Body Mass Index (BMI) is a widely used indicator for health and fitness. A person’s Body Mass Index is calculated by dividing a person’s weight (measured in kilograms) by their height (measured in meters) squared. Mathematically, BMI looks like this: BMI = weight (kg)/ height (m)^2. That formula uses the internationally accepted metric system. If you want to find your BMI using the American standard pounds and inches, you would use this formula instead: BMI = weight (pounds) /height (in)^2 x 703. You can see that in the formula that uses pounds and inches for measurement units, you multiple by 703 the result of dividing your weight by the square of your height.
So what good does it do to calculate what may seem like a random number, and call it your Body Mass Index? Health experts have created a chart that makes a general classification that correlates your height with your weight. Using the figure from the BMI calculation, you can determine whether, according to the inventors of the corresponding weight status chart, you are underweight, normal, overweight, or obese. Here’s how the chart segments those weight statuses based upon your BMI.
BMI Weight Status
- < 18.5 Underweight
- 18.5 – 24.9 Normal
- 25.0 – 29.9 Overweight
- 30.0 and above Obese
The main problem with this simplified classification system involves the measurement of BMI in athletes. For instance, if you went to your local gym and performed BMI calculations, you’d find a lot of guys who definitely don’t look overweight, but whose Body Mass Index would fall somewhere above the 25.0. Are these people really overweight? You’re likely to find NFL running backs who have a body fat percentage of less than 12% who would be classified as overweight by this standard.
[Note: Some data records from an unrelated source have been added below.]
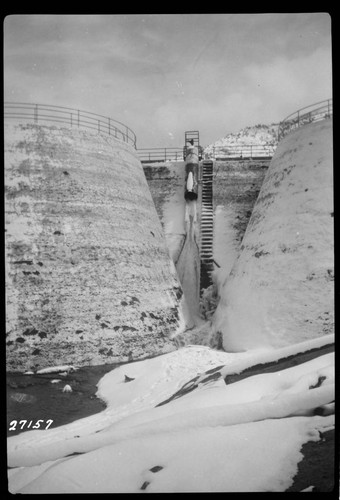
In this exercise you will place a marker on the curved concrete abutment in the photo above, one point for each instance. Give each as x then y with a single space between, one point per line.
88 276
280 290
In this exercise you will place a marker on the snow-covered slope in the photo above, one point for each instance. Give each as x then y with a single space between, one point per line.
204 441
264 136
280 290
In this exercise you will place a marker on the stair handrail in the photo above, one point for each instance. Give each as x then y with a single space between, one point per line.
318 111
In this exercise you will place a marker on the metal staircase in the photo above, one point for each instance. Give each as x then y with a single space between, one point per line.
207 225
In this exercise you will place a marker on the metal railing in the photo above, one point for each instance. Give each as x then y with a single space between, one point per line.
149 155
316 112
240 151
39 113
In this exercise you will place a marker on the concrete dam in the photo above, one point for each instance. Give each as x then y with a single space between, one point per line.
89 279
109 260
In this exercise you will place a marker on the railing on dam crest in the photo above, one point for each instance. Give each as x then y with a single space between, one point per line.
39 113
313 113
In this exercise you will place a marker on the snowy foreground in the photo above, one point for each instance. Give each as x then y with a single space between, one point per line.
245 436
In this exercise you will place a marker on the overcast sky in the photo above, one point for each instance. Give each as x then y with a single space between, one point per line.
163 74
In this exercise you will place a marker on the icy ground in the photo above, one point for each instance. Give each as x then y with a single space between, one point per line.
245 436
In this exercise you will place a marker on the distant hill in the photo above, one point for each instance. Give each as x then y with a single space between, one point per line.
261 138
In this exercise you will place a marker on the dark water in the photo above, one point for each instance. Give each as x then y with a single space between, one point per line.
34 397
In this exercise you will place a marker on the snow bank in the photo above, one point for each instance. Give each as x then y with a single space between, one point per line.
132 422
204 460
280 289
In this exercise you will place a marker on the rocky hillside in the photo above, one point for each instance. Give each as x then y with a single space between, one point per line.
262 136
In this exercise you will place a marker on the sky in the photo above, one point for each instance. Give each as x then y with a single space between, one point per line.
163 74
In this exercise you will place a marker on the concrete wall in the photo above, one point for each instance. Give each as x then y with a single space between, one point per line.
280 289
88 276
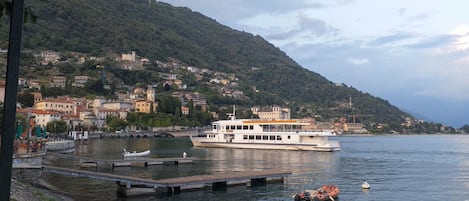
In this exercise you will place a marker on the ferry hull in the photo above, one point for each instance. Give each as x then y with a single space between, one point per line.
331 146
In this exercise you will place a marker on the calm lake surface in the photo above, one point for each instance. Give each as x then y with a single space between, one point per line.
415 167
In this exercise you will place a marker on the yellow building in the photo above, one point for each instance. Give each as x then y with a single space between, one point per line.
59 105
144 106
I consider myself to be athletic. I’m 5’9”, and I weigh 188 pounds. My BMI is 27.8. That leaves me in the overweight group. The last time I tested my body fat percentage, it was 15.5%. Although I admit that I could shed a few pounds to be in prime condition, I wouldn’t say that I’m overweight.
The Body Mass Index concept was invented in the 1800s, and has been used since then by researchers to study populations. In studying BMI calculations in large numbers, an overall picture of increases, decreases, or simply current population standing as it relates to fatness can be drawn. Athletes and others who build lean muscle are outliers in these wider studies. They need have their self esteems affected because they fall into an above average fat category.
To get a better feel for how fat or fit you are, there are other indicators that you can use. Getting an accurate body fat reading using a body fat caliper or an electronic body fat analyzer device gives a much clearer understanding of where you stand as it regards your health.